Ischemic stroke is a leading cause of death and disability worldwide. Survivors face disability and psychiatric sequelae resulting from ischemia-induced cell death and associated neuroinflammation, and oxidative stress. Herbal medicines have been shown to elicit neuroprotective effects following stroke due to their anti-inflammatory and antioxidant effects. Preliminary evidence suggests that Ayahuasca (AYA), a decoction made from the vine Banisteriopsis caapi containing β-carbolines and the shrub Psychotria viridis containing N, N-Dimethyltryptamine, might attenuate ischemia-induced neuroinflammation and oxidative stress. Therefore, in this study we investigated the putative protective effects of AYA in the middle cerebral artery occlusion (MCAO) model of ischemic stroke.

METHODS

Wistar rats were subjected to the MCAO stroke model or sham surgery on day 0. After 24-h, rats were treated for three days with AYA (2 and 4 mL/kg, gavage) or saline. Neurological score was assessed for 72-h post-stroke. Rats were tested in the elevated plus maze, open field, and novel object recognition tests to assess locomotion, anxiety-like behavior, and recognition memory. Interleukin (IL)-6, IL-10 myeloperoxidase (MPO) activity, and the nitrite/nitrate (N/N) concentrations were determined in the prefrontal cortex (PFC), hippocampus (HPC), hypothalamus (HYP) and cortex. as markers of inflammation. Oxidative stress was quantified in the same brain areas as measured by the levels of thiobarbituric acid reactive species (TBARS), protein carbonylation, and superoxide dismutase (SOD), and catalase (CAT) activity.

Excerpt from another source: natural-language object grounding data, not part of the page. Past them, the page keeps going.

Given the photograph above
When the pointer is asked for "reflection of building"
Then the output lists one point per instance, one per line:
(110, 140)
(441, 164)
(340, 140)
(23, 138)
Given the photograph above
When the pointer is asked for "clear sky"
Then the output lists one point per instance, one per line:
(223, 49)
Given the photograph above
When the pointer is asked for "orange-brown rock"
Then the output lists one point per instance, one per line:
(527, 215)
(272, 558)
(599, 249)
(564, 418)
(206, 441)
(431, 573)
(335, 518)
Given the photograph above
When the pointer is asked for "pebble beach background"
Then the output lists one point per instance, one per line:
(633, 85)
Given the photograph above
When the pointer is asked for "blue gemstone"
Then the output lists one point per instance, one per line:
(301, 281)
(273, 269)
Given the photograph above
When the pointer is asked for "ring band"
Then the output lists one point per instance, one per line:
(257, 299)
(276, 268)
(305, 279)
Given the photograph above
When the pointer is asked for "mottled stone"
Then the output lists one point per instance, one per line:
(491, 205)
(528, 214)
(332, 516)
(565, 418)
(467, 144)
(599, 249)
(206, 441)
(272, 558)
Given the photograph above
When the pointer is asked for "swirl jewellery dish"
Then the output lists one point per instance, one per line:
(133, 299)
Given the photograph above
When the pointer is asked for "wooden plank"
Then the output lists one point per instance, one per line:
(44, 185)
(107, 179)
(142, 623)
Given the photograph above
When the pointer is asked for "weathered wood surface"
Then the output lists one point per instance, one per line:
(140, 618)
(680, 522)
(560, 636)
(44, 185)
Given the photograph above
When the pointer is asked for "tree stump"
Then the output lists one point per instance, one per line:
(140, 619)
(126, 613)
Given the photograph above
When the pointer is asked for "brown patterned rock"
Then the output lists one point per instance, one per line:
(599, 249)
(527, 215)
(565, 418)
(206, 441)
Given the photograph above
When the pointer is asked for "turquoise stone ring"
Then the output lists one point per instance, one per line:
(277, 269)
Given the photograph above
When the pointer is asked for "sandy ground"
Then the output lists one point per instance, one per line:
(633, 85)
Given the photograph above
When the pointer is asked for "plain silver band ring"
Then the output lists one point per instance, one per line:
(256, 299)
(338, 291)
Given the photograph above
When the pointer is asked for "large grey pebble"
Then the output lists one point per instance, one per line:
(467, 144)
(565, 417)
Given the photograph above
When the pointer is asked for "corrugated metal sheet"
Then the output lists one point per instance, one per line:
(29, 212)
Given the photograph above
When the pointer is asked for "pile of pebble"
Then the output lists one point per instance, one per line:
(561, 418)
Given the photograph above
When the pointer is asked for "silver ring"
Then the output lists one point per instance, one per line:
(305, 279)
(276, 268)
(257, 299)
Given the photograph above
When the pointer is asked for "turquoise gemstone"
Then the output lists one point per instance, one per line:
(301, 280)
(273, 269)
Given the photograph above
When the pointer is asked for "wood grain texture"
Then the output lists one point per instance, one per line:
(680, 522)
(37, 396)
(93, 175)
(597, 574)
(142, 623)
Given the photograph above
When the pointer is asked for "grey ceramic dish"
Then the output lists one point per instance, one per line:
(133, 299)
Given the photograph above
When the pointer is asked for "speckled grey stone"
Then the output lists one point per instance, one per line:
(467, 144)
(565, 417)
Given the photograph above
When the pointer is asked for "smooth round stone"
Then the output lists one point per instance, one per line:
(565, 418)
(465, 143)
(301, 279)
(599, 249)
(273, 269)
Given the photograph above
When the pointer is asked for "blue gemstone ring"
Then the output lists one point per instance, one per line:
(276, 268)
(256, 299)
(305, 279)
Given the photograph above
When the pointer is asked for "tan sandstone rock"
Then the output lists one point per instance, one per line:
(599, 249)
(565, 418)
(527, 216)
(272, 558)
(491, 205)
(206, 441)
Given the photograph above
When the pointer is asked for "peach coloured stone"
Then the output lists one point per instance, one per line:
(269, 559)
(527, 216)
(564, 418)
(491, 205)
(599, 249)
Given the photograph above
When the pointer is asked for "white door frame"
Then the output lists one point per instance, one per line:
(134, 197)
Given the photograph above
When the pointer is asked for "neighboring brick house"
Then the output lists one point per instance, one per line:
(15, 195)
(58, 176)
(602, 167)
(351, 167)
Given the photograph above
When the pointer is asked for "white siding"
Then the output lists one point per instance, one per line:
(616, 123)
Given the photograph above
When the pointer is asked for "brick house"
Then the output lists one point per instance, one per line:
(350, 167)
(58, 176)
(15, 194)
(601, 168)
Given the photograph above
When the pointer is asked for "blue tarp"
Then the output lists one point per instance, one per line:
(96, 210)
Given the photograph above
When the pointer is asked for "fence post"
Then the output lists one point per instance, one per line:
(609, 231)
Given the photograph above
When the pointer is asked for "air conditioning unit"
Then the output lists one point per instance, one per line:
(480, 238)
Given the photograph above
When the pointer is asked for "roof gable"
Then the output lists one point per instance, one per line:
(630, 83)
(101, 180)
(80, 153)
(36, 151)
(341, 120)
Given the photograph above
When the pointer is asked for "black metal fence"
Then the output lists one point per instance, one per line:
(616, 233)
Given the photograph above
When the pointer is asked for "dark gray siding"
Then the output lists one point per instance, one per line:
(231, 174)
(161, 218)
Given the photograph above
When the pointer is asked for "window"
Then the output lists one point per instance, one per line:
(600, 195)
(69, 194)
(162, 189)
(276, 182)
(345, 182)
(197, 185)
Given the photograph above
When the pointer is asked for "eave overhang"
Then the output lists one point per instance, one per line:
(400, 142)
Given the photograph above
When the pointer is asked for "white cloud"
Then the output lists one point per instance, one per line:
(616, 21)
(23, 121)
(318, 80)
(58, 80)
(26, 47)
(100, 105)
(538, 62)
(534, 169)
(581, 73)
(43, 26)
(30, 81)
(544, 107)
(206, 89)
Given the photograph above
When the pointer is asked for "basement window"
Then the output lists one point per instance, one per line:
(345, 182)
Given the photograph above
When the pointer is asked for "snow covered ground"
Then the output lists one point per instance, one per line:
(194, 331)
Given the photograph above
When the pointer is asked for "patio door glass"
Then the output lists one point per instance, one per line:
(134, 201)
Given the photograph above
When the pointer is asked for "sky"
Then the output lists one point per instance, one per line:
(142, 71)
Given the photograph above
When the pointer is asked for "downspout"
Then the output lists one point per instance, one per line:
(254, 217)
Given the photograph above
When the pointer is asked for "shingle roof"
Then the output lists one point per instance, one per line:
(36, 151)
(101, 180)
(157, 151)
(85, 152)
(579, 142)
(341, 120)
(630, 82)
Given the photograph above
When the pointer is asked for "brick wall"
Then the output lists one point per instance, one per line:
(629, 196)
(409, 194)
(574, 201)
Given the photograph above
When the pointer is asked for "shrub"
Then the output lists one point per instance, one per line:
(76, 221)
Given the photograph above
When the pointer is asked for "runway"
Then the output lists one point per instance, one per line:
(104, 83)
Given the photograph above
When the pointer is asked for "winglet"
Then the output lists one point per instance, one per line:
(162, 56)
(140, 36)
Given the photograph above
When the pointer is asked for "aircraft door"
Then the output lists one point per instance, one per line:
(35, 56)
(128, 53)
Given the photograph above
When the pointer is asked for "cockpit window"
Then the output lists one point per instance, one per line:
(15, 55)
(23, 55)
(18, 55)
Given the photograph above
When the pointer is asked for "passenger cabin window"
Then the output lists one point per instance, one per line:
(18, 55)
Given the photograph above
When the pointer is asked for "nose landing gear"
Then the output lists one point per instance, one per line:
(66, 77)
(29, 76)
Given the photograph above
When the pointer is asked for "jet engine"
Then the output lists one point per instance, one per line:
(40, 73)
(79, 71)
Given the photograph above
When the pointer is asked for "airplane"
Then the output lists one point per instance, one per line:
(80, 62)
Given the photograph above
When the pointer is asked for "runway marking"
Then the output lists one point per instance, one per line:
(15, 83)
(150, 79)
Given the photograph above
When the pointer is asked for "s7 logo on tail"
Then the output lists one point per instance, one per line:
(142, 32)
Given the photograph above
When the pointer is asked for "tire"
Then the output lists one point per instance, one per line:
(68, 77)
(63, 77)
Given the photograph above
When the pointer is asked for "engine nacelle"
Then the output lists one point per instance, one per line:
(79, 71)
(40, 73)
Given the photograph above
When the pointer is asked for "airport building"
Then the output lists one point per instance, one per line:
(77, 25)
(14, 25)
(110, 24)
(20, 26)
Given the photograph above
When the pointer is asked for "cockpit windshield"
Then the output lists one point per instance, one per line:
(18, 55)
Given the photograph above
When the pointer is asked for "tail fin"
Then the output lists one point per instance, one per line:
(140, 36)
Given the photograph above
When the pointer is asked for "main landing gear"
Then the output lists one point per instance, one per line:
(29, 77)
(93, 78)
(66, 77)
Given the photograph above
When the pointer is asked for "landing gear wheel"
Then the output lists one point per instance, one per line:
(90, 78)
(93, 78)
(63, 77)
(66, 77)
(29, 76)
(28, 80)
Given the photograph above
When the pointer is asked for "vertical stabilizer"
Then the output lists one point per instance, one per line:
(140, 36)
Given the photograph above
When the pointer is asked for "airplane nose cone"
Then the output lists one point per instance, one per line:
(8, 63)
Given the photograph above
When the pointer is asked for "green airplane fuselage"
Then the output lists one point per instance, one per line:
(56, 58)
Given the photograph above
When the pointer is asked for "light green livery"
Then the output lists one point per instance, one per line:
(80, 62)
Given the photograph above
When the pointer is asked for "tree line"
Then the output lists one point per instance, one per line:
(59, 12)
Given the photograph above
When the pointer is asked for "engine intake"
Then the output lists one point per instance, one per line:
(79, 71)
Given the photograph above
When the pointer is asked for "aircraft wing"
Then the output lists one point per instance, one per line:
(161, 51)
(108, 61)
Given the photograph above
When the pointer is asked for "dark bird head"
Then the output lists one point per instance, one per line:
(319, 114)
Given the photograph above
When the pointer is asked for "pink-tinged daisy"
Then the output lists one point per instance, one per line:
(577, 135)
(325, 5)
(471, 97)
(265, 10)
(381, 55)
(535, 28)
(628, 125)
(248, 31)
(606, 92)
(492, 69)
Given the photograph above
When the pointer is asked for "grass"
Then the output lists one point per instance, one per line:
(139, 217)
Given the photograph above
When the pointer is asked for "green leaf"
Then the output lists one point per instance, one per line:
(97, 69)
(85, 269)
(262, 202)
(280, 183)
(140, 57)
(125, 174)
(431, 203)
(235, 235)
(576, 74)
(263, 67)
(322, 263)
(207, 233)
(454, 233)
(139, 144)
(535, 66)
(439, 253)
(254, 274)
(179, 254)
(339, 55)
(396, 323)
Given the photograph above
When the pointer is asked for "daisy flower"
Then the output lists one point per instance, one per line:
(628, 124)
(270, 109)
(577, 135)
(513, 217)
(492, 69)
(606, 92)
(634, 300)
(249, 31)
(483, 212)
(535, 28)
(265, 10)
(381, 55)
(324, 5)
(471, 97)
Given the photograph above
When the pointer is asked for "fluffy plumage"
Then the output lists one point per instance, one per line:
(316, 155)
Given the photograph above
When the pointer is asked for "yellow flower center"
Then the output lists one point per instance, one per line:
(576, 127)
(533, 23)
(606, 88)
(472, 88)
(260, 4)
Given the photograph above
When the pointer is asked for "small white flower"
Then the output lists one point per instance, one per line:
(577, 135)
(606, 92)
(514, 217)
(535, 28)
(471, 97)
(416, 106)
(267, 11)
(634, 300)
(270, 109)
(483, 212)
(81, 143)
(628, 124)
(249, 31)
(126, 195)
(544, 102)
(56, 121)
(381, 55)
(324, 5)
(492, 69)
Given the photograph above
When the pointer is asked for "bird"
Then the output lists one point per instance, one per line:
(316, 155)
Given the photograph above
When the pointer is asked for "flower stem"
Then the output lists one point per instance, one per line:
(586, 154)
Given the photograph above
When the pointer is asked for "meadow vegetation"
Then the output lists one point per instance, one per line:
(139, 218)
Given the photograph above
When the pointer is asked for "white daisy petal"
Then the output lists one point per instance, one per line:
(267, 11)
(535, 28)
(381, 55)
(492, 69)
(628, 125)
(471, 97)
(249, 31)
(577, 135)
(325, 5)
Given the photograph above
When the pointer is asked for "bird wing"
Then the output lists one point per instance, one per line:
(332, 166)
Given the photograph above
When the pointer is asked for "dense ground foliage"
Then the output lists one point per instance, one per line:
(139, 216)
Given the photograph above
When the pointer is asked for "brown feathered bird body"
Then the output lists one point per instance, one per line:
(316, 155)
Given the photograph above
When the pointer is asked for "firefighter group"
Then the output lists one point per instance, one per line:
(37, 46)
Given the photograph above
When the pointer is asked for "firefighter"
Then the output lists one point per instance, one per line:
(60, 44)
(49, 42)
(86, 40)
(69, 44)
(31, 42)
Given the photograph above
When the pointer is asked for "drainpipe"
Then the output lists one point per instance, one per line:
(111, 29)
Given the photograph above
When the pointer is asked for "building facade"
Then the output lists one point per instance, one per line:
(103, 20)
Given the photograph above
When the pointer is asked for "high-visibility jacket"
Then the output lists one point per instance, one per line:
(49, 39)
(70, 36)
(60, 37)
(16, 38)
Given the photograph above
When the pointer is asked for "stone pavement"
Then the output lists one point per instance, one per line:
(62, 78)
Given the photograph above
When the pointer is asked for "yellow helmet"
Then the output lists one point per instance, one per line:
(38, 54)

Mitochondrial metabolism was assessed quantifying the activity of complex 1(CI), CII, citrate synthase (CS), succinate dehydrogenase (SDH), and creatine kinase (CK).

RESULTS

No differences were observed regarding neurological deficits, locomotion, anxiety-like behavior, and recognition memory. However, AYA reversed the stroke-induced increase in IL-6 levels in the PFC and the HPC, IL-10 in the PFC, HPC, and HYP, MPO activity in the PFC, and N/N concentration and CAT activity in the HYP. Moreover, AYA decreased TBARS levels in the PFC and HPC and brain-derived neurotrophic factor (BDNF) in the PFC, and increased SOD activity in the cortex. Lastly, AYA increased CI activity in the HPC and cortex and decreased SDH and CK activity in the HPC.

CONCLUSION

AYA administration following ischemic stroke modulates oxidative stress and neuroinflammation in the PFC, HPC, and HYP. Despite no significant improvements in neurological or behavioral scores, these molecular changes suggest a neuroprotective role of AYA. Future studies should explore the timing of AYA treatment and putative long-term effects on functional recovery, as well as its potential in other brain regions critical for cognitive and motor functions.